Un extraño en mi cama romance Capítulo 191

Me tomó por sorpresa que Roberto soltara una carcajada. Su arrebato hizo que las empleadas se tomaran de la mano y se alejaran un poco de él. No eran las únicas sorprendidas. Nunca había visto a Roberto reír con tanta soltura. Alcancé a ver los dientes al fondo de su boca. Estaban blancos como la nieve. ¿Qué marca de pasta dental usaba? ¿Cómo le hacía para tener los dientes así?

-¿Vas seguido al dentista? —le pregunté de la nada.

-No. Así nací. Mis genes son excelentes.

—Ja, ja —me reí de forma apagada. No me divirtió—. Estoy agotada. Ya no voy a probarme más vestidos.

-Está bien. Entonces, haremos que nos envuelvan estos —dijo Roberto. Se volvió hacia el personal de la tienda—. Tráiganme la cuenta.

Roberto fue a pagar mientras yo volvía al probador a ponerme mi ropa.

Al salir, escuché a unas empleadas susurrar furtivamente mientras envolvían los vestidos que habíamos comprado.

-Roberto trata muy bien a su esposa. Qué envidia.

-¿Envidia? Es gay. Están fingiendo. ¡Todo es una farsa!

-Si fuera yo, le seguiría el cuento.

—¿No sabes lo horrible que es estar casada con un hombre gay? Te ignoran aunque vivan bajo el mismo techo. Esto no es más que un show que están armando para el público. Apuesto que Roberto ni siquiera la mira cuando están solos.

-Qué pena por ella.

-¿Por qué? Los dos tienen lo que quieren del otro.

Me quedé de pie en una esquina. Alguien por fin me vio y le dio un golpe a la que estaba a su lado. De inmediato se callaron. Estaban hablando de Roberto. Esto no me incumbía, ¿o sí? Uno de estos días nos íbamos a divorciar. Luego haríamos nuestras vidas por separado. ¿Por qué debería importarme lo que otra gente dijera sobre él ahora? Sin embargo, no pude evitar sentirme molesta. De repente, sentí que sobre mis hombros caía el peso de una terrible misión.

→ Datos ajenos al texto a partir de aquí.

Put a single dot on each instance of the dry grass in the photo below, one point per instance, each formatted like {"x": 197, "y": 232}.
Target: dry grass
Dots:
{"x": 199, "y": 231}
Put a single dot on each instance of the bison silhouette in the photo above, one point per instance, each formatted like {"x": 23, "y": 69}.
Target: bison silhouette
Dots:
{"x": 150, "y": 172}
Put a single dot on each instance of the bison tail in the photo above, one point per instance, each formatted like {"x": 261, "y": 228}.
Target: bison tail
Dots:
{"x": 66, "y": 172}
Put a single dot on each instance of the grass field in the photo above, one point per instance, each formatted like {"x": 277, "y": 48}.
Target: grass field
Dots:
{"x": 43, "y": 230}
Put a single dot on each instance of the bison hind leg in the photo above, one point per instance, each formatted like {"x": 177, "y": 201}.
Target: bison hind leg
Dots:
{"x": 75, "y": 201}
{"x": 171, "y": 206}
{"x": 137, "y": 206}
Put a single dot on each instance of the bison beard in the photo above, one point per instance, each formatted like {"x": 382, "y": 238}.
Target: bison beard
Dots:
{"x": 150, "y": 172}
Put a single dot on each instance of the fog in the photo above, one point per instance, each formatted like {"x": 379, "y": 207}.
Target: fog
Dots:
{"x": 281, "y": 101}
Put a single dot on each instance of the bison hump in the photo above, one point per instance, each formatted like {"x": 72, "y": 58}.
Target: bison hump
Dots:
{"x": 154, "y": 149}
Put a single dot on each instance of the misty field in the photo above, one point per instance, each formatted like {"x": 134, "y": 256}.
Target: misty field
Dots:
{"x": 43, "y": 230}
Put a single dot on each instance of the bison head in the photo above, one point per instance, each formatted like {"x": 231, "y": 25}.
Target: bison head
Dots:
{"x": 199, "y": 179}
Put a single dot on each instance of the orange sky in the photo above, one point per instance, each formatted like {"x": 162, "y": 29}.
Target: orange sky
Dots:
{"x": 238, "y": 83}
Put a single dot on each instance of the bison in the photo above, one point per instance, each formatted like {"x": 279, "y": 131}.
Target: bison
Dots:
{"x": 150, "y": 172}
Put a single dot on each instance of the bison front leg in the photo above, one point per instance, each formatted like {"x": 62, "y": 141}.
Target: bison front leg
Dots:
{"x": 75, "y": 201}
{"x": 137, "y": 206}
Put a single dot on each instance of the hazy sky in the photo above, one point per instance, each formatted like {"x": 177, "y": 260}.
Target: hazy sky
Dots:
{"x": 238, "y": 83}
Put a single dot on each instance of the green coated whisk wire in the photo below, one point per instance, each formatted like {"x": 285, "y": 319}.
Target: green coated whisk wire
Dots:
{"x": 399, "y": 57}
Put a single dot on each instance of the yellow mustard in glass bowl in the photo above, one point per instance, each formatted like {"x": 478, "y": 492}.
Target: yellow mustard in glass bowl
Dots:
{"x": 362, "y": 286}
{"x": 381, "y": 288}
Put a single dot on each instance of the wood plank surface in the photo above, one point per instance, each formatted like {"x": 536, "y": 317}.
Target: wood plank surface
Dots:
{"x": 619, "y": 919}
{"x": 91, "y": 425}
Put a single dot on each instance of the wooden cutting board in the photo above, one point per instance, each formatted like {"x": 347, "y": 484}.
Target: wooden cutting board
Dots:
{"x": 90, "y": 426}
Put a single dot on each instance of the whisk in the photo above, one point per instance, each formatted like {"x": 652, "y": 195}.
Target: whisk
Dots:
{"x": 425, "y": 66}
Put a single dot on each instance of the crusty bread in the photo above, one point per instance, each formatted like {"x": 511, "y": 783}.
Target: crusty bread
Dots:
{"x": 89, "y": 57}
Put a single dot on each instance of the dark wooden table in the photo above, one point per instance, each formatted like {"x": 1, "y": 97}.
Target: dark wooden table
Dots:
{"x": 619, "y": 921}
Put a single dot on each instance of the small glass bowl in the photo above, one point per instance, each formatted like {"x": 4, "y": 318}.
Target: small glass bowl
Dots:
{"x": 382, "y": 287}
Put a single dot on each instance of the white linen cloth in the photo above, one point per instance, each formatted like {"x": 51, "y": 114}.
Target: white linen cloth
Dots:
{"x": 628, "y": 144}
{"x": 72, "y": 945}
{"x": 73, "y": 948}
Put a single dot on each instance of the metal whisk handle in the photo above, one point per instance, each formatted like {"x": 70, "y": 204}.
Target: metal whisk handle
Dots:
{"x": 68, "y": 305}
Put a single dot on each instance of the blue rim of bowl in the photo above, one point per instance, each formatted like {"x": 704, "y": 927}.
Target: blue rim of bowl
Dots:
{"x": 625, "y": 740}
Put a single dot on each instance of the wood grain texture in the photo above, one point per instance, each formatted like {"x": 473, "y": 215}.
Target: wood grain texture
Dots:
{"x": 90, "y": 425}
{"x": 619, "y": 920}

Caminé hacia donde estaban.

-Hay algo que debería dejar en claro.

-Eh, sí, señora Lafuente. ¿Qué cosa? -me preguntaron al levantar la mirada.

-Roberto no es gay. Sólo fue una broma que le hice. No hay nada entre él y Santiago. Le gustan las mujeres.

—Claro, claro —respondieron de inmediato y asintieron enérgicamente—. No estábamos diciendo nada. Sabemos qué hacer.

-No anden diciendo tonterías si no saben lo que ocurre. Yo soy quien sabe si Roberto es homosexual. No hagan rumores falsos ni manchen su reputación.

—Sí, señora. Sabemos qué hacer.

No demoraron con sus promesas, pero yo tenía la sensación de que no estaban siendo del todo honestas.

-Señora Lafuente, ya está envuelta su ropa. ¿Podría indicarnos su dirección? La entregaremos a su residencia -dijeron de repente, cambiando el tema de una conversación muy incómoda.

Me di la vuelta. Tuve que pedirle a Roberto el domicilio de la mansión. Estaba recargado en el mostrador, mirándome con un esbozo de sonrisa en el rostro. No estuve segura de si había escuchado mi conversación con las empleadas. Pagó los vestidos y salimos de la tienda.

-Vayamos a otra tienda -propuso.

-¿Por qué no sacas de raíz el centro comercial y lo pones en Isla Solar? -dije con indiferencia—. Ya no tengo interés por las compras.

-¿Qué te molesta? -Inclinó la cabeza a un lado y me observó con atención—. ¿Es por lo que dijeron las empleadas? ¿Que soy gay?

-¿Eso qué tiene que ver conmigo?

-Eres una cobarde. No esperaba que me defendieras.

-Bueno, el mundo necesita más almas bondadosas.

De repente, me echó el brazo al hombro.

-Lo hiciste bien. Debería recompensarte. Te invito a cenar.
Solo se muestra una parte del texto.